The ratio decidendi of Amritlal v. Shantilal Soni is therefore twofold. First, for computing the period of limitation under Section 468 CrPC, the relevant date is the date of filing of the complaint or the date of institution of prosecution, and not the date on which the Magistrate takes cognizance of the offence. Second, a decision of the Constitution Bench cannot be questioned on suggestions about different interpretation; the binding effect of a Supreme Court decision does not depend on whether a particular argument was considered, provided the point was actually decided.
What this means for every criminal case
For practitioners, the rule is now settled beyond doubt: file your complaint within the limitation period. Do not wait for the magistrate to act. The date of filing — not the date of cognizance — is what saves your case from being time-barred. For the accused, this means that a delay in court proceedings does not automatically give you a limitation defence. The clock stops when the complainant walks into the police station or the magistrate's court, not when the judge signs the order.

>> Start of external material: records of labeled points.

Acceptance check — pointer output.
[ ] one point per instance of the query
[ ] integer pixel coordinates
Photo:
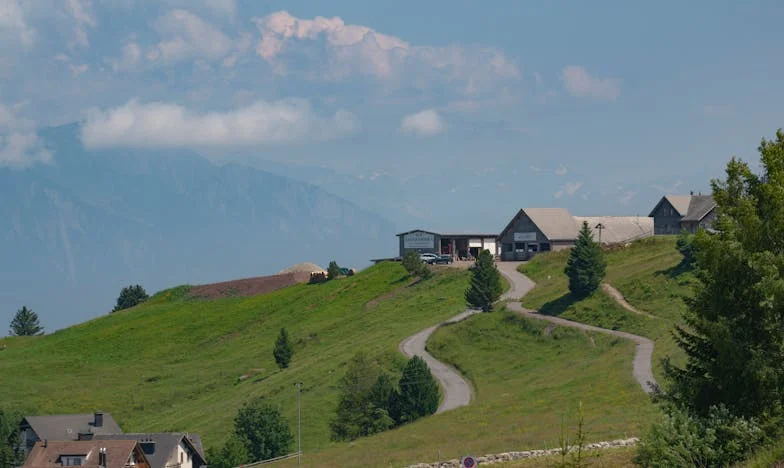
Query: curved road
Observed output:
(521, 284)
(457, 392)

The procedural journey in this case — from the FIR and charge-sheet filed on 13 November 2012 before the Judicial Magistrate First Class, Khachrod, District Ujjain, to the cognizance taken on 4 December 2012, to the charges framed on 12 September 2013, to the two unsuccessful revision petitions in 2015 and 2018, to the High Court's quashing order on 6 March 2019, and finally to the Supreme Court's restoration on 28 February 2022 — illustrates the long and winding path that a limitation dispute can take. At every stage, the accused raised the same argument: the cognizance was time-barred. At every stage except the High Court, the argument failed. And at the Supreme Court, the law was reaffirmed.
THE PLAY: File your complaint or police report within the limitation period — the date of filing, not the date of court cognizance, is what counts under Section 468 CrPC.
The Supreme Court allowed the appeal. The impugned order dated 6 March 2019 was set aside. The petition filed before the High Court — Miscellaneous Criminal Case No. 26287 of 2018 — was dismissed. The Trial Magistrate was directed to proceed with the trial expeditiously. The parties were ordered to appear before the JMFC Khachrod on 1 April 2022. The silver stayed in the courtroom, its weight now a matter for the trial, not for the clock.